Jeff spoke into his radio, calling the ham shack.
“Zach, this is Jeff. What’s going on? Over.”
“Jeff, the barricade on Vista View Boulevard is being attacked by a large force.”
Jeff shouted to Jason, ignoring the crowd. “We’re being attacked at the Vista View barricade by a large force. Time to go. Now!”
The crowd erupted in conversation and Jason shouted them down. “Either you fight now or you’re gone. No conscientious objectors. If you want out, gather your kids and head out the gate. Otherwise, get your gun and run down to the barricade or to your duty station, double-time. This conversation is over.”
Jason looked up and Jeff nodded agreement.
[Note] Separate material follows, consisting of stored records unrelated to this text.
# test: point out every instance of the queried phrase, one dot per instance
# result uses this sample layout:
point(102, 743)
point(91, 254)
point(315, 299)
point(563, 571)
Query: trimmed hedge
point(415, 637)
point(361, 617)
Jason took off at a run, going for his rifle and gun belt.
People mulled about, confused.
“Move!” Jeff yelled at the top of his lungs. As far as Jeff could tell, every single person headed for their duty stations, willing to set aside their ethics for the time being.
The sawgrass on the hillsides had long since surrendered to the coming winter. The fall chill frosted the edges of the dried grass, making everything crisp and frozen until the touch of the dawning sun.
Everywhere a man stepped, the frost vanished, leaving boot-shaped trails behind the attackers as they crossed the park strips and vacant margins alongside Vista View Boulevard. There were hundreds and hundreds of boot paths snaking up toward the neighborhood of the Homestead.
Vista View Boulevard twisted up the hillside in a series of sweeping switchbacks. In the distant past, the area had been a gravel quarry, giving the neighborhood a terraced look, like a stack of sixty-foot-thick pancakes. Small mansions serrated the edges of each bluff, tracking with the turns of the boulevard and the cuts of the old gravel pit.
For some reason, Utahans didn’t mind building luxury homes on busy streets, so most of the homes were wedged between the boulevard and a steep mountainside, providing spectacular views of the Great Salt Lake but little room for a yard.
Over the last two weeks, Jeff had invested considerable time envisioning an attack on the big barricade at the base of Vista View. Because of the steep hill into Oakwood Highlands, only a few roads made the climb, cutting across the slopes. This played to the Homestead’s advantage, forcing attackers into a half-mile fatal funnel where Jeff’s forces could control the high ground. His plan, however, didn’t contemplate a tsunami of fifteen hundred armed gangbangers.